There’s something off-key about our approach to inheritance tax


It takes something to be crowned Britain’s most hated tax – a bit like being the UK’s worst ever Eurovision entry – but that is the unwanted title held by inheritance tax. It doesn’t help that it’s a tax that’s unavoidably associated with the death of loved ones. And complexity is undoubtedly a problem too. But by far the biggest issue is the sense of inherent unfairness – there’s something fundamentally off-key about inheritance tax.

Just one-in-five of us think the current approach is “fair” – somewhat lower than for any other tax. It’s viewed as a double taxation of those who have earned the wealth and who have now had the temerity to die and pass their assets onto grieving families. With a flat rate of 40 per cent (above the nil-rate band), it’s also considered high – much higher than the 20 per cent income tax rate most people are familiar with. But it’s also regarded as a tax that is ‘voluntary’ for the super-rich and well-advised, with a range of reliefs and gifting rules that make it too easy – for some – to avoid.

That’s why any proposals for reform are treated with suspicion. It’s also why the review launched this week by the Office of Tax Simplification is important but tough. It will undoubtedly uncover useful insights and offer sensible options for improvement, but our view is that we need to move beyond tinkering. As our new report for the Intergenerational Commission argues, a much better approach would be to overhaul inheritance tax entirely. Done right, there’s the potential to raise significantly more money while simultaneously making it more popular.

Because that’s the irony of inheritance tax – the disdain we have for it bears very little relationship to our chances of ever paying it. Annual gifts and inheritances total more than £125 billion a year, yet inheritance tax raises just £5 billion. That’s less than 1 per cent of the UK’s total tax take and means that, in practice, just 4 per cent of estates are subject to it. Inheritance tax manages the uniquely bad twin feat of being both wildly unpopular and raising very little revenue.

But inheritances are set to play a growing role in Britain’s living standards story over the coming years. The current value of inheritances is double what it was 20 years ago, and we expect it to double again in the next two decades – with ‘peak’ inheritance coming in 2035. That will provide a huge boost for the millennial generation which we know has struggled so much in the labour and housing markets over recent years. Yet not everyone will benefit. Those – often already lower wealth – members of the generation whose parents don’t own property, won’t get to share in the good luck.

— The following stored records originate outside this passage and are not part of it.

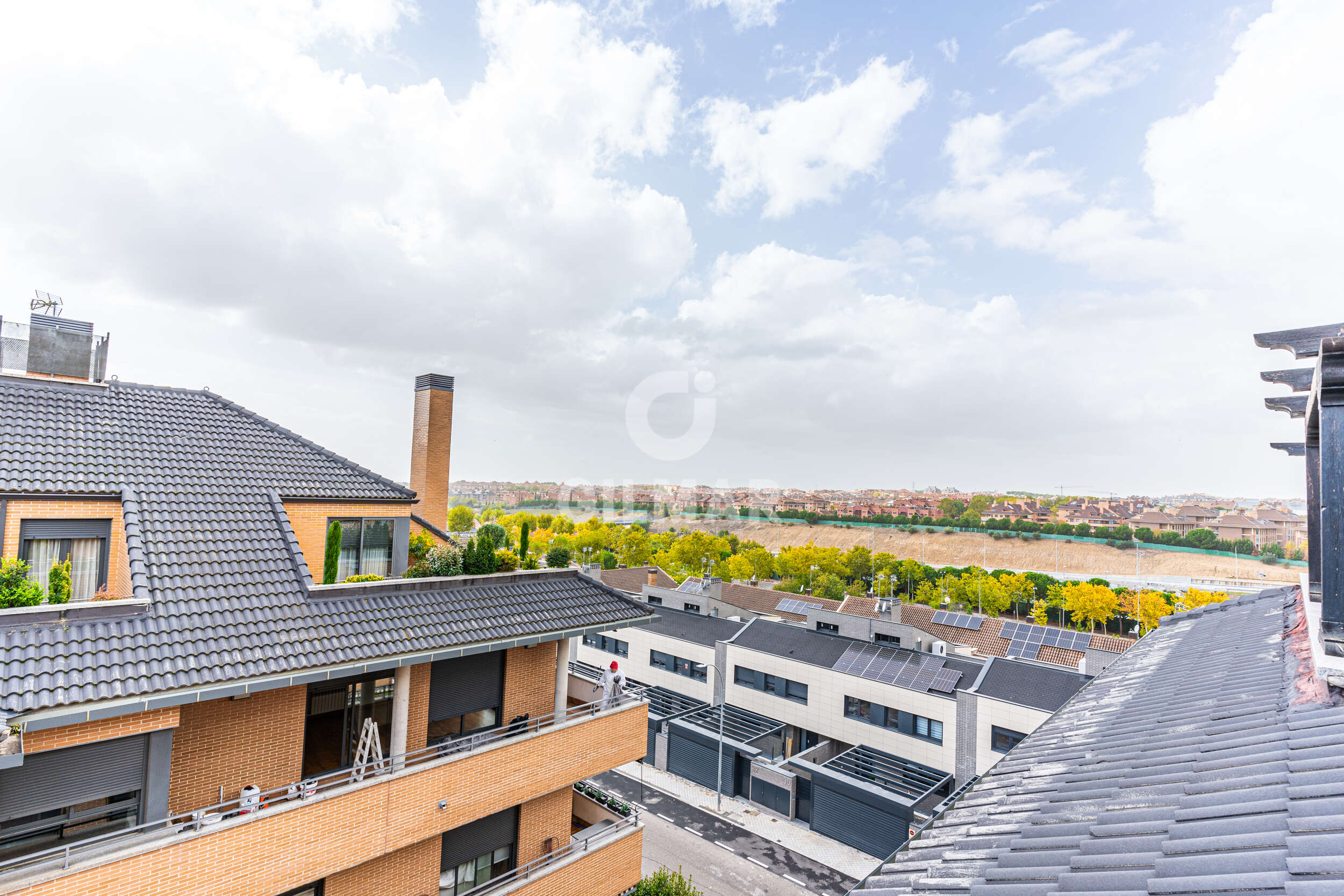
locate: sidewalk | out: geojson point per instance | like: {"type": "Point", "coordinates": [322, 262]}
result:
{"type": "Point", "coordinates": [832, 854]}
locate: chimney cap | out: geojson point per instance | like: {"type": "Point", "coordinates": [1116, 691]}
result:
{"type": "Point", "coordinates": [433, 382]}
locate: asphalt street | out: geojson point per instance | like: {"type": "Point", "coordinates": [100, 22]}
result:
{"type": "Point", "coordinates": [724, 860]}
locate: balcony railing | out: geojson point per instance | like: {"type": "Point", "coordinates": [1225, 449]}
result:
{"type": "Point", "coordinates": [526, 872]}
{"type": "Point", "coordinates": [248, 808]}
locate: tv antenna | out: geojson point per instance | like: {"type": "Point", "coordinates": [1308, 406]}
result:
{"type": "Point", "coordinates": [46, 304]}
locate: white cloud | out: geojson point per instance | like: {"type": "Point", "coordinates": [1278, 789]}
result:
{"type": "Point", "coordinates": [746, 14]}
{"type": "Point", "coordinates": [810, 149]}
{"type": "Point", "coordinates": [1077, 71]}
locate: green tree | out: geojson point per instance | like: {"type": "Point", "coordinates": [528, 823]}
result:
{"type": "Point", "coordinates": [828, 585]}
{"type": "Point", "coordinates": [460, 519]}
{"type": "Point", "coordinates": [17, 589]}
{"type": "Point", "coordinates": [667, 883]}
{"type": "Point", "coordinates": [440, 561]}
{"type": "Point", "coordinates": [495, 532]}
{"type": "Point", "coordinates": [58, 583]}
{"type": "Point", "coordinates": [331, 559]}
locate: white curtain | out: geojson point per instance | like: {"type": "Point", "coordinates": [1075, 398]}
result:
{"type": "Point", "coordinates": [84, 567]}
{"type": "Point", "coordinates": [42, 556]}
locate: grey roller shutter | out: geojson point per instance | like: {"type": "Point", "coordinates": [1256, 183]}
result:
{"type": "Point", "coordinates": [856, 824]}
{"type": "Point", "coordinates": [697, 762]}
{"type": "Point", "coordinates": [479, 837]}
{"type": "Point", "coordinates": [466, 684]}
{"type": "Point", "coordinates": [65, 529]}
{"type": "Point", "coordinates": [60, 778]}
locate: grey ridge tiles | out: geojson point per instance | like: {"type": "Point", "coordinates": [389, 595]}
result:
{"type": "Point", "coordinates": [201, 483]}
{"type": "Point", "coordinates": [1209, 759]}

Today’s paper calls for replacing inheritance tax with a ‘lifetime receipts tax’, which shifts the tax payment from the giver to the beneficiary. Each individual would have a lifetime allowance of £125,000, after which tax would become payable at a rate of 20 per cent up to £500,000 and 30 per cent beyond that point. That would encourage a wider spreading of bequests, in order to make best use of the individual allowances. It would also raise more money, almost doubling the potential tax take relative to the current system. And it would have the added benefit of significantly reducing the scope for the very rich to lower their tax bills by making large gifts well before passing away – limiting the scope for avoidance that explains so much of the unpopularity of inheritance tax.

Taxes are never popular (well almost never) but, like song contests, they’re a necessary feature of life. A wholesale reform along the lines proposed today might not get douze points from everyone, but it should at least mark a significant step up from the current score.